Ghosts of Christmas (shopping) past

Here are a couple of tried-and-true Portland holiday gift shopping resources that we won't be able to visit this tough year:

Comments (7)

In the seven years I've lived in Portland, it seems that there have always been far too many retail vacancies downtown and NW. This year seems worse than ever. Sad to say but downtown Portland seems to be losing whatever vibrancy it had.

...and the CEO of Borders is a Portlander.

look. blight. time to throw more money at the problem!

I was downtown with my wife on Saturday and it was dead. We were two of maybe 10 other customers at the Pioneer Place mall at about 6pm! By contrast, there was a huge drum circle/Ska band outside that attracted a hundred street kids. I'm sure the bomb plot had an enormous effect, but being in the capitol of homeless kids feels weird.

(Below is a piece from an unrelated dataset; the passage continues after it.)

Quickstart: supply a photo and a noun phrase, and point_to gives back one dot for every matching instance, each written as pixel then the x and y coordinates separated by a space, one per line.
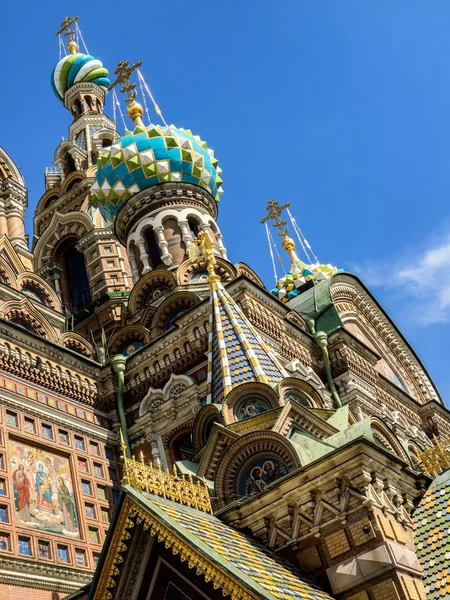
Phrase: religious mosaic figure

If you're trying to create that romantic feeling with your wife, trust me, having street families spanging you twice a block doesn't create the right vibe. Nobody physically accosted us and I'm sure we weren't in serious danger, but it was uncomfortable. Also, the prices seemed high, and we had to pay $5 to park on the sketchy 5th floor of a parking garage with a broken lift and pee in the stairwells. We stayed about an hour, only spent about $100, and finished the evening by eating at one of our favorite places in SE Portland and doing more shopping around there afterwards.

Hey, look over here at what to the place Sak's ... It's H&M, Sweden's own version of Walmart!

"time to throw more money at the problem!"

I think you've seen the future of Portland downtown. Even less money for potholes, parks, schools and higer water rates, all because we need a vibrant downtown.

Even though everything CoP is doing downtown is slowly killing it.

Hmm--yet I keep reading that the market for commercial space downtown is still vibrant. What gives?